Wiled penari Dadung Awuk memiliki variasi gerak pada gerak

penggunaan busana gimbalan yang terkesan hidup dengan gerak yang

tidak patah-patah. Pacak yang ditimbulkan merupakan pacak seorang

raksasa yang besar yang dibentuk oleh busana kain bermotif lereng besar

serta garis-garis pada baju yang bermotif besar pula. Gandar penari

medukung pacak Dadung Awuk, hal ini terbukti pada rias dan cangkeman

yang terkesan menyeramkan. Ekspresi pandangan mata atau ulatnya ke

berbagai arah sehingga membentuk rasa kebringasan dan menggunakan

pola-pola gerak dengan volume yang lebar sehingga terkesan Dadung

Awuk yang besar. Harmoni penguasaan irama dan gendhing nampak pada

interpretasirasa gendhing yang divisualisasikan dengan rasa gerak volume

lebar sehingga terlihat akan keanteban seorang raksasa.
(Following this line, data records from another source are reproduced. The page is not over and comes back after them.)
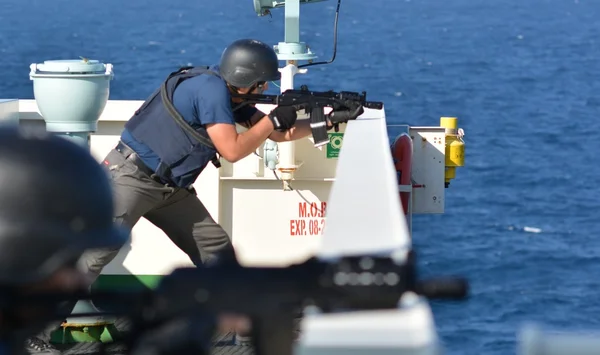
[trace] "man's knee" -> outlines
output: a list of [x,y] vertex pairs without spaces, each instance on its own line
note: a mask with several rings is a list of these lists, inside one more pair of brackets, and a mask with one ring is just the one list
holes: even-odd
[[194,225],[193,235],[203,264],[236,258],[231,238],[219,224],[211,223],[209,226],[206,223],[198,223]]

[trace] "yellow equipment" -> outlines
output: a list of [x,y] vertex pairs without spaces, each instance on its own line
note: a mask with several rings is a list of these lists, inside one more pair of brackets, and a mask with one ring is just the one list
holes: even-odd
[[445,187],[456,177],[456,167],[465,165],[465,142],[462,128],[458,128],[458,118],[441,117],[440,126],[446,129],[446,171]]

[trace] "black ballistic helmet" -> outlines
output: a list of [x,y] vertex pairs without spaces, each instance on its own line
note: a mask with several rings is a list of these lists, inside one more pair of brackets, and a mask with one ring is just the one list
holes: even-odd
[[0,286],[43,280],[85,249],[120,248],[112,186],[92,155],[47,133],[0,128]]
[[248,88],[260,81],[281,78],[277,54],[270,46],[253,39],[230,44],[221,55],[219,74],[238,88]]

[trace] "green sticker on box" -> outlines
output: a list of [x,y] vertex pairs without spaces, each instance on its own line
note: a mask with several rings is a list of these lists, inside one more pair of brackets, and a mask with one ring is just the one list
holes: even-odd
[[329,133],[329,143],[327,143],[327,159],[337,158],[340,155],[344,143],[343,133]]

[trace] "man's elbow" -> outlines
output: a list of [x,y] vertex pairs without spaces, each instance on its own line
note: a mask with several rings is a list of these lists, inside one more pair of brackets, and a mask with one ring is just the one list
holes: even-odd
[[287,139],[285,138],[285,133],[282,133],[282,132],[271,133],[271,135],[269,136],[269,139],[272,140],[273,142],[286,142],[287,141]]
[[223,157],[223,159],[227,160],[230,163],[236,163],[243,158],[243,156],[235,150],[226,150],[223,152],[219,152],[219,154],[221,155],[221,157]]

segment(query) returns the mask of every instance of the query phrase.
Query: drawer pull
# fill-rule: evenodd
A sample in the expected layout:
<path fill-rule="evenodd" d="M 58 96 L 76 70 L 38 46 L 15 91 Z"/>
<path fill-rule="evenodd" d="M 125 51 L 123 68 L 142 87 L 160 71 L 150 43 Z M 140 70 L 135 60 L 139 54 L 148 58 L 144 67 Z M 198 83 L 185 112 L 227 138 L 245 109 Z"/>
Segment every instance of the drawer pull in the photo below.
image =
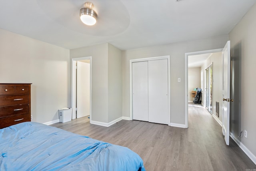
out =
<path fill-rule="evenodd" d="M 23 110 L 23 108 L 22 109 L 15 109 L 14 110 L 13 110 L 14 111 L 17 111 L 18 110 Z"/>
<path fill-rule="evenodd" d="M 14 99 L 13 100 L 21 100 L 23 99 Z"/>
<path fill-rule="evenodd" d="M 19 119 L 18 119 L 14 120 L 14 121 L 21 121 L 22 120 L 23 120 L 24 119 L 24 118 Z"/>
Pada bagian beksan menggunakan iringan tari ladrang sapu jagad

slendro pathet menyura dengan rasa iringan yang gagah pideksa.

97

Pengimplementasian penari dengan iringan lagu ditambah dengan gerak

tari yang pakem atau dipatok dengan gong maka kedua penari

membungkus irama gendhing dengan irama midak atau tepat pada sabetan

balungan. Perbedaan yang nampak adalah pada Dadung Awuk pada

bagian beksan membungkus irama dengan irama tranjal atau irama midak

dan irama nujah.

Gatutkaca yang membugkus irama dengan irama midak

menunjukan akan seorang Gatutkaca yang gagah anteb, pacak Gatutkaca

dengan gandar tubuh penari yang besar telah mendukung penggambaran

akan Gatutkaca. Gatutkaca yang ditampilkan adalah Gatutkaca yang

anteb, meskipun gandar penari yang sudah besar tapi rasa yang

ditimbulkan berkurang kegagahanya karane gerak penari yang kurang

patah-patah atau bentuk gerak tari yang kurang nampak. Penari kurang

mendak juga mempengaruhi kegagahan seorang tokoh, hal tersebut juga

berpengaruh pada pancat penarinya. Perpindahan gerak satu dengan yang

lainya terlihat luwes dan kepenak, tetapi gerak yang tidak tenang atau tidak

kuat sehingga menimbulkan ingset saat jojoran mengurangi rasa gagah

juga karena dalam tari Jawa waton-waton tari telah ada.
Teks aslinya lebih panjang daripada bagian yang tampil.